WASHINGTON: It’s a familiar tale, if one told with fewer operational problems. The Government Accountability Office today details a $1.5 billion increase for 2019 in the F-35’s Block 4 costs — now up to $12.1 billion — and serious parts problems caused by the expulsion of Turkey from the Joint Strike Fighter program.

And that cost estimate may not be completely accurate, the GAO audit found, because “the cost estimate did not fully adhere to leading practices, such as including all life cycle costs.”

The program “is already addressing, to include: cost estimate baselines, risk and uncertainty analyses, and evaluation of Technology Readiness Levels for Block 4 hardware and capabilities,” Program Executive Officer Lt. Gen. Eric Fick said in a prepared statement.

But the bigger problem in the short term is that 15 key parts for the $428 billion F-35 program are “not currently being produced at the needed production rate.” How serious is this problem? How and how much will it slow production?

“The program has identified new sources for 1,005 parts produced by Turkish suppliers, but the program is assessing the effect of 15 key parts not currently being produced at the needed production rate,” the GAO audit found. I asked the JSF PEO for details and did not receive an answer by press time.

This comes on top of parts that continue to arrive late for production. The Defense Contract Management Agency found that “between August 2017 and July 2019, the number of parts delivered late increased from under 2,000 to more than 10,000. Contractors told the government that “roughly 60 percent of parts shortages are attributable to 20 suppliers.”

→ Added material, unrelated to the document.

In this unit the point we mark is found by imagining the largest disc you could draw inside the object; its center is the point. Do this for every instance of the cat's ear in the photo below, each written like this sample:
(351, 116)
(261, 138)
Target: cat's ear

The other broadly significant finding by the GAO is that the program is “not meeting manufacturing leading practices identified by GAO. Specifically, only about 3,000 of the over 10,000 airframe contractor’s manufacturing key processes meet predefined design standards for ensuring product quality. Also, the fielded aircraft, over 500 so far, do not meet the program’s reliability and maintainability goals. Although the contractor is changing manufacturing processes to address problems and improve efficiency, more remains to be done. Unless the program office evaluates the risks of not meeting these leading practices, the military services and international partners are at risk of not receiving the quality aircraft they purchased.”

Boil that down — price is coming down, many, many fixes have been made to the Lockheed Martin aircraft, but the Air Force, Navy, Marines and many American allies and partners are getting aircraft that aren’t as good as they should be.